Safety evaluation of toothpaste containing chloroform. II. Long term studies in rats.

The results of a preliminary rangefinding 13-wk oral toxicity study and of two longer term studies on chloroform in toothpaste base are reported. Significant changes in serum enzymes and certain haemotological parameters were seen at the higher dose-levels in the rangefinding study. Intercurrent disease made it necessary to terminate the first long-term experiment prematurely after 1 yr. No evidence of serious toxicity was recorded. In the second long-term experiment, groups of 50 caesarian-derived SPF Sprague-Dawley rats of each sex received either the equivalent of 60 mg CHCl3/kg/d in toothpaste base or the vehicle only, by gavage on 6 d/wk for 80 wk and were then observed for up to a further 15 wk. Chloroform-treated rats of both sexes survived better than the controls, though both groups had a high incidence of non-neoplastic respiratory and renal disease. Female rats gave a consistent finding of decrease in plasma cholinesterase, shown to be related to activity against butyrylcholine but not acetyl-beta-methylcholine. Tumours of various sites were seen in 39 percent of chloroform-treated rats of both sexes examined histologically, compared with 38 percent of vehicle controls. There were no treatment-related effects on the incidence of liver or kidney tumours. Histologically-malignant mammary tumours were reported in more treated than control rats, but the difference in incidence was not statistically significant.

Potential biological hazards of commercially available cleansers for dentures.

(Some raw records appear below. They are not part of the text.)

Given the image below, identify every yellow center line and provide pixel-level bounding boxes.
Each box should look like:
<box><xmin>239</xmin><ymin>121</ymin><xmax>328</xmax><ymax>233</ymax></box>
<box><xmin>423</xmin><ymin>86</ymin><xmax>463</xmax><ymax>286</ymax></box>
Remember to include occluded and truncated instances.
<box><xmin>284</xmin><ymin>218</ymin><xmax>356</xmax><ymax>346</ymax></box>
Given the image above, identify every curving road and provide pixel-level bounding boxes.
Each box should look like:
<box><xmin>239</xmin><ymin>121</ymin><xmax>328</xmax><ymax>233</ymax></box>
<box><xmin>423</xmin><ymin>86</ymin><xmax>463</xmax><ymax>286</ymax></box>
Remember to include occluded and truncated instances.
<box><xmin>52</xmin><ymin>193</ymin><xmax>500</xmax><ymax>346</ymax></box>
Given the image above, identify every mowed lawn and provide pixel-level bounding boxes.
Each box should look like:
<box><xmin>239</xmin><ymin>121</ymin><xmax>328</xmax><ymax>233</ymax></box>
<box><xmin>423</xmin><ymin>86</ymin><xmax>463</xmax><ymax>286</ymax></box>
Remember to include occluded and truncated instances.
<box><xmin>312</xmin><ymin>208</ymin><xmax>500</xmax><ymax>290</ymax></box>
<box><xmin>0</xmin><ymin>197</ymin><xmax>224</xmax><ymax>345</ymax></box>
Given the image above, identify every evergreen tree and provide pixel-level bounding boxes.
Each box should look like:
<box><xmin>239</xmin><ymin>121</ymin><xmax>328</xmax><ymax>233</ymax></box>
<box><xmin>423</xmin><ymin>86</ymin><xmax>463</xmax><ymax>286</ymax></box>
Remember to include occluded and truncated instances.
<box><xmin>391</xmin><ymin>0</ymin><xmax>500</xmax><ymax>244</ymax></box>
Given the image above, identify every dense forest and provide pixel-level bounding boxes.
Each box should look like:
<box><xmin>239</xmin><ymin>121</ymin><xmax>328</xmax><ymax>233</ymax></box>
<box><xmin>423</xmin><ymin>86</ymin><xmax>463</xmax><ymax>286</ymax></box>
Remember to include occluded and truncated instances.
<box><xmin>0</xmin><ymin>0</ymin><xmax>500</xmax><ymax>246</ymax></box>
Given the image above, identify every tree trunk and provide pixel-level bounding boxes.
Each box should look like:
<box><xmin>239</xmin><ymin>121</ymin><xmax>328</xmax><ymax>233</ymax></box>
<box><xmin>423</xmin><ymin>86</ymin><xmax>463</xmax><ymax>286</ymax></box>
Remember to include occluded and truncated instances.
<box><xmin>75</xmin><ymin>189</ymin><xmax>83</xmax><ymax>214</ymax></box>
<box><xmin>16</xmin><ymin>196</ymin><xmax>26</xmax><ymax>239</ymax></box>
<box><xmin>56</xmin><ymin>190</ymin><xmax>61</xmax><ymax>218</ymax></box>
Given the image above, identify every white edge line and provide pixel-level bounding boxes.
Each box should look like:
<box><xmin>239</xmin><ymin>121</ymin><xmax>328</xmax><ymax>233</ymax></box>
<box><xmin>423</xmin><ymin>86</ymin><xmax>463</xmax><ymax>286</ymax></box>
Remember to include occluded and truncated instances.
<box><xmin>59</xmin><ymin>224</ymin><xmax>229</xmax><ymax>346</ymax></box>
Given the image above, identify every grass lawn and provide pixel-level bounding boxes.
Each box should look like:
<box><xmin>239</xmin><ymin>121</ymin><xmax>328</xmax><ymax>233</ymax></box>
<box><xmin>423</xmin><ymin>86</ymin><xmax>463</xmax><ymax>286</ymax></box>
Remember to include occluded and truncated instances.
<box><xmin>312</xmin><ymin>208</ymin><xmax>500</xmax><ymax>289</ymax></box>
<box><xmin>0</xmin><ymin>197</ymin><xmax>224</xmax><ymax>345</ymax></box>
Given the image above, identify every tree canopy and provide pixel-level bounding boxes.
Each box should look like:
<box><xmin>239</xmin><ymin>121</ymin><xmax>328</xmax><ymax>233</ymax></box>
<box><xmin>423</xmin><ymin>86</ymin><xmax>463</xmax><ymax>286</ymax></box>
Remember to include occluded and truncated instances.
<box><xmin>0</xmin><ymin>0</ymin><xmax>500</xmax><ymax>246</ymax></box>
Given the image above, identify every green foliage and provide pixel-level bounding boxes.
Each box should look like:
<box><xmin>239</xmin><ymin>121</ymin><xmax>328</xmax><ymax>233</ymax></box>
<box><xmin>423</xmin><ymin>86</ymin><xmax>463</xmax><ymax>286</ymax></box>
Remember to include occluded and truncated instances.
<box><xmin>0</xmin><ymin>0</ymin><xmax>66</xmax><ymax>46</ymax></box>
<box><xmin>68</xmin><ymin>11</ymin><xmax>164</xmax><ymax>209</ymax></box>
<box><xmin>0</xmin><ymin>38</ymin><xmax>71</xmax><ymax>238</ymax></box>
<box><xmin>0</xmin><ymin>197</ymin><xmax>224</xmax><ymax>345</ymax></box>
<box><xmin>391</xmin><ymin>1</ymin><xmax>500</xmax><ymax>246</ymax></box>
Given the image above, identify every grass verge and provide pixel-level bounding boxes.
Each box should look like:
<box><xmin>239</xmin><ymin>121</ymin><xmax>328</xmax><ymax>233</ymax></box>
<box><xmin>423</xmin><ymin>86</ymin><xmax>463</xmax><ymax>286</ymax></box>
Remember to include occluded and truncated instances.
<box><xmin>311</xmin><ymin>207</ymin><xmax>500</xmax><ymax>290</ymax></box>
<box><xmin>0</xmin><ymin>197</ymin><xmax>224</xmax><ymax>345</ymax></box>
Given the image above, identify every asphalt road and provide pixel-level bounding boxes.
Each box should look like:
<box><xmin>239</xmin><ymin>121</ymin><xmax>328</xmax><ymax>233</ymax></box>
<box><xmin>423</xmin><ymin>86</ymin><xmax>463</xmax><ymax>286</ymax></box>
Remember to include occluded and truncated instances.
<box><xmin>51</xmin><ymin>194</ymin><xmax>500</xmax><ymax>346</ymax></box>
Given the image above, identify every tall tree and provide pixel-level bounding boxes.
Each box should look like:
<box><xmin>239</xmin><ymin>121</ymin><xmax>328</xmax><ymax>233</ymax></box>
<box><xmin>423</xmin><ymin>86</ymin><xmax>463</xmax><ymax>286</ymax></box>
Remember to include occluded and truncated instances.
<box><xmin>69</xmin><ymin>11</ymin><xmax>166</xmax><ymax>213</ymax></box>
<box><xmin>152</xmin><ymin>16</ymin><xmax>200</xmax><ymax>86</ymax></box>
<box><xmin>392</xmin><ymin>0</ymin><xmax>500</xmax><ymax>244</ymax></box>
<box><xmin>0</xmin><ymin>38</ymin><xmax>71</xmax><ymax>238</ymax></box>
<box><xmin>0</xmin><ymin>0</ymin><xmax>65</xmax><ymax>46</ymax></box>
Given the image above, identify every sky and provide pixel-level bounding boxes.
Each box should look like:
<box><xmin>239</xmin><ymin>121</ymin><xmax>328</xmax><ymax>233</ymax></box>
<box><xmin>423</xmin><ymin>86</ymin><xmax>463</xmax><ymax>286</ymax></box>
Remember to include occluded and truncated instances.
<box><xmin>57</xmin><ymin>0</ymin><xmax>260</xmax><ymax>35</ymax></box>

Thirteen representative denture cleansers were selected from among more than 32 retail products to be tested for potential hazard and toxicity to humans. Products were subjected to toxicological analyses by using the biological tests (acute oral toxicity in rats, eye and skin irritation in rabbits) specified in the Federal Hazardous Substances Act Regulations. All products were eye irritants with ranges from slight to severe. Three produced a primary skin irritation response (one was corrosive), while five of the denture cleansers produced oral LD50 values below 5 g/kg. Furthermore, a provisional upper gastrointestinal irritancy test used in rabbits indicated that eight of the denture cleansers produced upper gastrointestinal irritation, which was, in general, dose-related.